Intitulava o seu trabalho como “movimento profundo” e mais tarde com “movimento autêntico”. Whitehouse (cit. por Oliveira, 2009) dizia que o movimento era uma forma de transformar-se conscientemente, mais do que “actuar para fora”.

Extraiu o movimento expressivo da psicanálise Jungiana, enfatizando a revelação do movimento directo inconsciente, e atendendo à sensação e às imagens com o não movimento tanto quanto através do movimento expressivo (Oliveira, 2009).

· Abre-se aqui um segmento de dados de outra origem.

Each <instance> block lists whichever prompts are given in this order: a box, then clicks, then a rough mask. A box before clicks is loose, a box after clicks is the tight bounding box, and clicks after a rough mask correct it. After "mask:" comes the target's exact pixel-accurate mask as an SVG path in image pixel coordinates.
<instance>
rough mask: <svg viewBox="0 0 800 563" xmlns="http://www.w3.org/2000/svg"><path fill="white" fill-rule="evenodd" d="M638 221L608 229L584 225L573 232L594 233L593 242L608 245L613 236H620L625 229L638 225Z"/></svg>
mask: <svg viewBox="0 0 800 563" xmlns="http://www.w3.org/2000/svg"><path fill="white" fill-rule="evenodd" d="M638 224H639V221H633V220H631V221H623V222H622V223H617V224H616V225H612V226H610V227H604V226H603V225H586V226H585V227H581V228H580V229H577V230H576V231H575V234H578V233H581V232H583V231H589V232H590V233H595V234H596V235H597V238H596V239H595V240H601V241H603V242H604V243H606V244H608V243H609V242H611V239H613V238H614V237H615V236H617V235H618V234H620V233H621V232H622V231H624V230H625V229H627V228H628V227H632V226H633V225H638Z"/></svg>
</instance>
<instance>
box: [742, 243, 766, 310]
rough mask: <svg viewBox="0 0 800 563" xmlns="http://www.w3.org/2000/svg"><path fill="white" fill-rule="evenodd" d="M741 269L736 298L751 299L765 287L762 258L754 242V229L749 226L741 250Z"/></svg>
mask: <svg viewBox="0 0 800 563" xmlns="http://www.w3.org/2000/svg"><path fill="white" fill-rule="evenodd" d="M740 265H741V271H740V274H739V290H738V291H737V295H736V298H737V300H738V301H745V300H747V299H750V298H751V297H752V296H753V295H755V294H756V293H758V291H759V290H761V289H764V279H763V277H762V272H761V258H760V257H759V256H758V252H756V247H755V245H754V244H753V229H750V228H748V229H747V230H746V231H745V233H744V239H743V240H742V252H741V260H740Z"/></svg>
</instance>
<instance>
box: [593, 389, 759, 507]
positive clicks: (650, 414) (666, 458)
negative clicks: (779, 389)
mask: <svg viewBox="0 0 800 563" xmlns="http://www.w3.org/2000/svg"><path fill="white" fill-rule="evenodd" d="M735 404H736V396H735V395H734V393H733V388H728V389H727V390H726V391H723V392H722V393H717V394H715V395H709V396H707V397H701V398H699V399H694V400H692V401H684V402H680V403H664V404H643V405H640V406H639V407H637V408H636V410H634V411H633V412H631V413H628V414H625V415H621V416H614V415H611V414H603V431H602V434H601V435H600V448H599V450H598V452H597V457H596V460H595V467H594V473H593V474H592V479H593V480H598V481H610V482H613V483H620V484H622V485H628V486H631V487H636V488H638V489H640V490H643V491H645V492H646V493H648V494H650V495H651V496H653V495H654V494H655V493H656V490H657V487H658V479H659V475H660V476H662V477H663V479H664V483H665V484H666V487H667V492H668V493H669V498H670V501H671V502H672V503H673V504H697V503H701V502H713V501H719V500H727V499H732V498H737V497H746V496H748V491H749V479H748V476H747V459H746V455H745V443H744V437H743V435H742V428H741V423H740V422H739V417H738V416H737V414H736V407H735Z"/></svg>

Com o movimento jungiano, acreditou que o movimento profundo, movimento dirigido internamente, poderia conduzir a uma experiência transcendente. Nesta perspectiva a expressão através da Dança poderia revelar-se uma forma de Comunicação e auto-revelação.

A sua aproximação centra-se sobre o significado de desenvolver a consciência cinestésica com o objectivo de relacionar a expressão do movimento com a emoção e as respostas subjectivas.

Trabalhou muito com doentes bipolares e na área da saúde mental. Um dos seus contributos mais inovadores foi no âmbito da intervenção terapêutica. Baseou as suas respostas perguntando a quem se movia o que os seus movimentos lhes traziam. Forçou a importância da fala entre improvisações do movimento para permitir a reflexão na experiência do movimento.